Ce n'en serait d'ailleurs qu'une interprétation particulière. Mais
l'idée fondamentale en est plus large : on la trouve explicitement indiquée
par certains pères de la primitive
Eglise, qui regardaient les questions
sous un
jour beaucoup plus compréhensif que celui de leurs successeurs,
et même des
théologiens modernes.
La « foi »
fides, c'est, disaient-ils, la confiance dans
quelque chose qu'on ne voit pas, ou qui n'est pas démontré, et que
l'on tient quand même pour certain. Cette certitude d'une réalité
ou d'une vérité, prise psychologiquement, ne se limite donc pas
au « credo » ou au « catéchisme » : c'est une démarche
de la conscience qui, dans bien des cas, s'impose à tous les hommes, croyants
ou libres-penseurs, sous peine de tomber dans le scepticisme et dans l'inaction.
Les uns peuvent croire à la Sainte
Trinité,
à l'Immaculée
Conception ou aux miracles de la
Légende Dorée
: c'est la « foi » qui les attachera à leur croyance que leur
état d'
esprit les prédispose à admettre à priori...
mais voici les autres qui n'y croient pas parce que la raison et les sciences
les conduisent à une
disposition d'
esprit contraire. Mais prétendez-vous
qu'ils n'admettent absolument « certain » et « vrai »
que ce qu'ils ont matériellement constaté ou ce qui a fait l'objet
d'une démonstration en bonne forme ?
Que non ! ils « croient » aussi à quelque
chose, mais ce quelque chose n'a pas le même contenu. Pourtant le mécanisme
de l'opération met en
jeu la même
force.
Ils croient au progrès, à la
liberté,
à la justice, je veux dire à leur victoire finale ; ils croient
que l'accroissement des « lumières » et de la « culture
» conduira le genre humain à un perfectionnement indéfini,
ils croient au triomphe final de la pensée, de la paix, de la fraternité,
de la sagesse, et c'est là une notion essentiellement maçonnique.

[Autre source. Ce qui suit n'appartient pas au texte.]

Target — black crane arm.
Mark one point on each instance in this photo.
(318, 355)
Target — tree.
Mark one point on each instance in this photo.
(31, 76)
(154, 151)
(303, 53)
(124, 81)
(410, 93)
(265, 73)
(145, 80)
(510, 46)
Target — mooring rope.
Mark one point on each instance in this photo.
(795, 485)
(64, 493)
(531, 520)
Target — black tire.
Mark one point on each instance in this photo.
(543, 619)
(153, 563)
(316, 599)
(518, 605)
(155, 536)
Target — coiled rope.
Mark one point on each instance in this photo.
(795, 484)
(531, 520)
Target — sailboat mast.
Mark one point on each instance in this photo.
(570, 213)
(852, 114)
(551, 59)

Qui leur en fournit la preuve palpable et péremptoire ? Qu'est-ce qui leur
démontre de science certaine que l'homme préférera toujours
les solutions susceptibles de le rendre indéfiniment supérieur à
la bête ? Qu'ils parviendront à réaliser l'
idéal ?
Qu'est-ce qui les assure que la puissance évolutive de l'Humanité
ne s'épuisera pas un
jour et à un point donné comme un ressort
qui s'est complètement détendu, comme la
chaleur d'un
corps qui
rayonne dans l'espace, un foyer qui s'éteint, un être qui meurt ?
Qu'est-ce qui leur garantit qu'il n'y aura pas un arrêt, une décadence,
une régression ? Qui ? Quoi ? Une cornue, une balance, un microscope, un
calcul mathématique, un raisonnement abstrait ?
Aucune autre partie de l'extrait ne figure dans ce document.